Update, April 19: Whole Foods released a statement saying they plan to take legal action against Jordan Brown and his attorney after an internal investigation raised more questions about the legitimacy of Brown’s claims. In security footage of Brown purchasing the cake, which Whole Foods posted on YouTube, the cake’s label — which Brown had previously said was evidence the cake was unopened — is shown on the top of the box. In the YouTube video filmed by Brown on the day he purchased the cake, the label is shown on the side and bottom of the box. In a statement late Tuesday, Brown’s attorney, Austin Kaplan, said that they are “aware” of Whole Foods’ statement, video and countersuit, and are “currently investigating these allegations.”
An Austin pastor who says the local Whole Foods flagship store sold him a cake with a homophobic slur written on it in icing is now suing the grocery chain for unspecified damages. Pastor Jordan Brown also said he wants Whole Foods to train employees to ensure something similar doesn’t happen again.
Brown, who is gay, said he’d ordered the “Love Wins” cake with the pro-LGBT marriage slogan on April 14 for one his congregants, but it wasn’t until he was driving home with the dessert that he noticed the message, written in blue: “Love Wins Fag.”
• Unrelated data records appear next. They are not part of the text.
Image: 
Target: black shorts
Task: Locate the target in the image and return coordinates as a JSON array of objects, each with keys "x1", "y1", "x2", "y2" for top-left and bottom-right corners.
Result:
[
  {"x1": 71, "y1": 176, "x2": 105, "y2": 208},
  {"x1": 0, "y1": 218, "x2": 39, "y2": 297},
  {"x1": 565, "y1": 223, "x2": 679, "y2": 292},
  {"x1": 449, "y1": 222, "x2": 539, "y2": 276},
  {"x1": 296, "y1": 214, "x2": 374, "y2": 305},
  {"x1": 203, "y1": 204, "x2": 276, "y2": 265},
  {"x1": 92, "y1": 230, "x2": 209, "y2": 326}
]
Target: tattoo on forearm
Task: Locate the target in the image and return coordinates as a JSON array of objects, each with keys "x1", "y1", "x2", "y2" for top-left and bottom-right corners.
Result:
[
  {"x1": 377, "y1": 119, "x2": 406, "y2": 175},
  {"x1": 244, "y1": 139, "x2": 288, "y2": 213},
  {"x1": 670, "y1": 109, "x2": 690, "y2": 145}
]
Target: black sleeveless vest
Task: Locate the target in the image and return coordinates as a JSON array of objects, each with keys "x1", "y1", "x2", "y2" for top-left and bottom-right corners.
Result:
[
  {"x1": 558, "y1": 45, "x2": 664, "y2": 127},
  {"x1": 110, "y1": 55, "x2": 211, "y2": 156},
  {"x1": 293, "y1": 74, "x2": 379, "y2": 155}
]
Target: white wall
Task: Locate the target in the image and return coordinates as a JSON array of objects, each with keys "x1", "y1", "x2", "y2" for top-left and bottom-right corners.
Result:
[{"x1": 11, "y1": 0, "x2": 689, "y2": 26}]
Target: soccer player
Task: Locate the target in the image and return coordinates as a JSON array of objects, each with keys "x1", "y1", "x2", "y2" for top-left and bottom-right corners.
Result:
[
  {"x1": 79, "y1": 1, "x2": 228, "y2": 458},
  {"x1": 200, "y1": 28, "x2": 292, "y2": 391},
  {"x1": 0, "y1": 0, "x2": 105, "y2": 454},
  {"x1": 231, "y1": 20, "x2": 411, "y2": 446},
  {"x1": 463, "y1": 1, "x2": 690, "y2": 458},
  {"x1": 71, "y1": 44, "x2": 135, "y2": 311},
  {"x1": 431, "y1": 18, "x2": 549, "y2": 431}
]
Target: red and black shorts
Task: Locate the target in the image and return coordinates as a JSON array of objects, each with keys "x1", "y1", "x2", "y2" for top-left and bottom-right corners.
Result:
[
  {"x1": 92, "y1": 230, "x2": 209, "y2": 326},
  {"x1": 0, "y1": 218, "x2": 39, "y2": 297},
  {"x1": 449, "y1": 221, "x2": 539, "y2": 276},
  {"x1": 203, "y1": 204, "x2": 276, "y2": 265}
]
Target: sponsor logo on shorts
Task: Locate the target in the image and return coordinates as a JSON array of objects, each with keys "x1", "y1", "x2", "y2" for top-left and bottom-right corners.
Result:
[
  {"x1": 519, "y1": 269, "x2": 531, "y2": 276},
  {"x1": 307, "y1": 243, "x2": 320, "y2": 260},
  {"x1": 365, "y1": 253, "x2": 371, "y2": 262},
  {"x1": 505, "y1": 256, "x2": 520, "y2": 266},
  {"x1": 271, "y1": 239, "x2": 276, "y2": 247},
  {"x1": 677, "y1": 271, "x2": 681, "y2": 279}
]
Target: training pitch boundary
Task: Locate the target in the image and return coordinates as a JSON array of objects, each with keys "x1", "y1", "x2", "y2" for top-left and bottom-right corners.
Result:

Whole Foods issued a statement saying that the store’s “team members do not accept or design bakery orders that include language or images that are offensive,” and that when Brown requested a “Love Wins” cake, that’s exactly — and only — what he got.
But Brown says a YouTube video he posted with the cake, sealed in the package and along with a receipt, proves that someone at Whole Foods added the slur.
Brown said that after he read the cake, he contacted a Whole Foods manager who at first apologized, offered him a gift card and said he would him call back with more information. But when the manager called back, he told Brown there was nothing that could be done.
Brown’s lawyer, Austin Kaplan, told members of the press on Monday that they would be open to dropping the lawsuit if Whole Foods would be willing to work with them on implementing diversity training measures, but said Whole Foods has yet to respond.
“The same problem could occur today or tomorrow,” Kaplan said. “Other customers could be similarly harmed. We do not want to see that happen, which is why we had no other choice than to file this lawsuit.”
Kaplan rejected speculation that Brown wrote the message on the cake himself, and said his client doesn’t keep icing at home.
“You can’t do something like this unless you know how to draw on a cake, unless you’ve been trained,” said Kaplan. “My client has not been trained. He does not have icing. He didn’t do it.”
Brown said he’s a fan of Whole Foods who eats there regularly and has ordered cakes from the grocery chain several times already this year. But this incident left him feeling humiliated.
“It’s more than just a cake,” Brown said. “The words that you say have the potential to speak life or death into somebody’s life. Given the opportunity, you should always be speaking life and not death. And that was definitely hurtful and inappropriate.”